The striking structure with its distinctive glazed geometric façade is an example of how planners continue to use cultural centrepieces to build the brand value of global towns, cities and urban areas within them.

Museums, art galleries, and other cultural and civic projects have been used to bolster prestige for millennia. Indeed, the first ever museum popped up in Alexandria in Egypt as far back as the 3rd Century BC. In recent years, however, the desire for new and often eye-wateringly expensive civic architecture has become ever more irresistible bit not always desirable. Much of this is down to what is known as the “Bilbao effect.

In essence, it is the terrific economic effect a showpiece museum like the Guggenheim’s outpost in Bilbao, Spain, can have on a town. According to The Economist, the Spanish town raked in more than USD110 million in its first three years in taxes alone; in 2016 over one million people visited.

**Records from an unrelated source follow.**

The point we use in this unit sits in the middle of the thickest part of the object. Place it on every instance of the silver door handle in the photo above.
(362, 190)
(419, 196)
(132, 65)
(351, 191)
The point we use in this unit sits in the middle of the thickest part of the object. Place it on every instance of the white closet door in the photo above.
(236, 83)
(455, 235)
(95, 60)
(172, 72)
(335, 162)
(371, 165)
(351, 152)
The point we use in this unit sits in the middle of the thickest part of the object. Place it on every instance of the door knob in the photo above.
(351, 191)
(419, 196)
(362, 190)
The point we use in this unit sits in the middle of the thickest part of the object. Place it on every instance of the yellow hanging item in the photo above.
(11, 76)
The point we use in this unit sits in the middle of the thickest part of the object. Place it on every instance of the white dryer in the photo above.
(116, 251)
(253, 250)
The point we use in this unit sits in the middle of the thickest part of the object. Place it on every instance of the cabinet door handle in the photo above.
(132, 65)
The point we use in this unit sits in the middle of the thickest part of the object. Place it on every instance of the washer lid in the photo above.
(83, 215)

This has given town planners and tourist boards alike the idea: invest in big-scale projects. But the knock-on benefits may not be as immediate and obvious across the world as hopeful planners think.

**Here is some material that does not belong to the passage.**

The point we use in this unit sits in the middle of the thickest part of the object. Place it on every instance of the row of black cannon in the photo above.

The idea has been that such places are, fixed cost excepted, always going to be beneficial to the community. These showpieces can often drain their surrounds. The push-pull effect of them upon a city and a city upon them is complicated.

"Few cities command the accolade ‘great’ or even ‘liveable’ without a significant cultural presence. Successful cultural districts are therefore powerful policy tools. But they are difficult to get right, and expensive and politically embarrassing to get wrong,” wrote Adrian Ellis, a global thought leader in international arts and culture, in The Art Newspaper, a month after the Global Cultural Districts Network, launched at the New Cities Summit in Sao Paulo.

Asia has good and great examples of successful civic architecture. In Singapore the new Indian Heritage Centre is the latest in a succession of projects that includes The Esplanade – Theatres on the Bay, an acclaimed performing arts centre. In Hong Kong, meanwhile, the M+ in Kowloon, a giant museum of visual culture due to open in 2019, is eagerly awaited.

Other initiatives, however, have failed to set pulses racing quite so quickly. China went on such a museum-building spree that it fulfilled its new museum quota three years early but many lay empty of both visitors and artefacts.

Meanwhile, both Myanmar and Kazakhstan have built entire cities – Naypyidaw and Astana – to exemplify what their rulers see as national ideals, yet both have an odd, empty feel, cluttered with large monuments but little real culture.

Possibly Ellis had it right when he wrote: “A successful cultural district is not one that is built, but one that, once built, thrives and animates the city or region that it serves.”

And with the “Bilbao effect” continuing to be a huge factor in thinking, the likelihood of more grandiose projects – successful or otherwise – is as set in stone as the Ashmolean Museum in Oxford, the first purpose-built public museum in the world. And that's one of the good ones.